Federalism and Ethnicity Issues Critical to Nepal

After many delays and amidst much drama, Nepal’s new constitution is due in two weeks. The hardest issues are yet to be decided.

Federalism of some sort is certain, but its nature – ethnic or geographical – and the details of how to carve out states are not yet agreed. Deep chasms of ideology and self-interest separate the four main political powers and a large number of small parties.

During the last phase of Nepal’s 1996-2006 civil war, the rebel Maoists used ethnicity to stir up unrest that they believed would destabilize the government. Although Nepal has at least 50 ethnic groups and despite a long history of political dominance by just a few of them, ethnic problems had surfaced only rarely until then.

The seeds of dissent that the Maoists sowed a decade ago have grown fruit, and there are scores of pressure groups now calling for ethnic federalism, regional autonomy and more.

Technology has also contributed to the issue. Nepal’s relatively small southern plains are home to about half of its population.

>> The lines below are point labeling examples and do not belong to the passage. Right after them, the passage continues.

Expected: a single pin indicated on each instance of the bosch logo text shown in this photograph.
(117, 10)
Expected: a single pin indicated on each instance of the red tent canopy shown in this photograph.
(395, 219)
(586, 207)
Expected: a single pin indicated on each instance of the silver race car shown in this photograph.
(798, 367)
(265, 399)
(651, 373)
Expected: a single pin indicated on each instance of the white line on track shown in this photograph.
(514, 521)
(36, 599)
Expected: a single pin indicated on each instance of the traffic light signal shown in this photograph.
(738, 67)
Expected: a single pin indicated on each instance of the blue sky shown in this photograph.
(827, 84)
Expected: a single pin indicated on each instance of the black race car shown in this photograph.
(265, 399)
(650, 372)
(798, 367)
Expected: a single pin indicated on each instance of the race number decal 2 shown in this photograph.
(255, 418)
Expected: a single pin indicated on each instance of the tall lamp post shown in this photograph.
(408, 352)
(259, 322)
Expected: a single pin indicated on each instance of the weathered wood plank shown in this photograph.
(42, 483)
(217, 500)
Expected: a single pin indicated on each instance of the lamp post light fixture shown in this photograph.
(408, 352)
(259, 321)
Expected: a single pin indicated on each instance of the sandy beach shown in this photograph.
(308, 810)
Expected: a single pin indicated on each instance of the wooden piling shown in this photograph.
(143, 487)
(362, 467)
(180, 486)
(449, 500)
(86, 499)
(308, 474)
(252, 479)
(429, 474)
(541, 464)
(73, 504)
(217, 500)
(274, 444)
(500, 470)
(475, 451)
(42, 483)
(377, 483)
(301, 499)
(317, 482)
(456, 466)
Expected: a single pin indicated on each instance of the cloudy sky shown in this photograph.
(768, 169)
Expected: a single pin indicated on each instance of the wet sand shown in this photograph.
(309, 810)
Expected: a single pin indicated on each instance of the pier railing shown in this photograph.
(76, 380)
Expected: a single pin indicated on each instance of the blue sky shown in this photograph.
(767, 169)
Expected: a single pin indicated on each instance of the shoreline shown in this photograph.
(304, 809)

That is recent: DDT spraying in the 1950s decimated the malaria-carrying mosquitoes that had kept the region lightly populated previously. In the subsequent two generations, migration from the hills to the north and from the crowded Indian plains to the south have overwhelmed the indigenous Tharu population, who had lived there for centuries and developed a natural immunity to malaria.

The southerners have not been traditional power players in Nepali politics. But the late-2006 peace agreement that ended the war and the April 2008 election that created the Constituent Assembly, acting as a parliament and constitution-writing body, gave them an opportunity to play the main parties against each other.

The southerners’ mantra has been “one Madesh [their name for the plains], one state.” But the indigenous Tharus, who are a majority only in the center of the region, object to the concept, and all of the non-Madeshi parties fear ceding control of the entire southern region, through which the only roads to India pass.

If the southerners were politically united, they would carry a lot of weight – in aggregate they won 144 of the six hundred Assembly seats. But the southern vote went to many parties, and though most of them claim a similar agenda their animosity to one another makes cooperation difficult.

The main center-right party, the Nepali Congress, opposes not only a unified southern state but the entire concept of ethnicity as grounds for statehood. They argue that economic viability requires a division of states that is essentially north-south, combining mountain regions, the mid-hills, and the plains.

The center-left party, the UML, has traditionally been bereft of principle and has consequently found it hard to take a position on this issue: they advocate a larger number of federal states than the Congress want (but have put forth three different proposals) and suggest complicated names for the federal states, which combine both ethnicity and geography.

The left-wing Maoists want 14 federal states with ethnic names. But even they fear the southerners, and propose dividing the south into two “Madeshi” states with a small gap in-between, where Tharus are ethnically dominant and where the main road between the capital and India runs.

Rightist forces in Nepal are mostly royalists, and since the abolition of the monarchy four years ago, they have had little influence. But other anti-federalist forces successfully enforced a transportation strike in the capital for two days last week. A similar strike in western Nepal against breaking up the region has paralyzed transportation for long enough that the UN has intervened, and unrest in the east against ethnic boundaries is rising.

Nepal’s interim constitution requires a two-thirds vote to ratify a new statute and calls for consensus on the terms as a way to promote successful promulgation. Failing consensus, the interim constitution says that a majority vote on contentious issues will decide which version of each clause till proceed to a ratification vote.

That vote should have happened ten days ago by the (much amended) Assembly schedule. The parties have collectively asked for postponements as they negotiated. Last Thursday when the vote was scheduled, the subcommittee responsible for preparing the ballot said that they were not ready.

A day or two of delay may bring some sort of agreement, though the parties’ bottom-line positions are far apart. If the key issues come to a vote, divisions within the parties are so deep that some defections from party-mandated positions are likely. In Nepal a party “whip,” a order for a particular vote on an issue, is mandatory for parliamentary matters but not for constitutional issues.

The ideological divisions are deep enough that a plurality vote on whatever statute is sent up on May 28th is far from certain. But failure to promulgate a new constitution, however flawed, on time would lead to so many potential disasters that the country’s leaders may yet cobble together an agreement.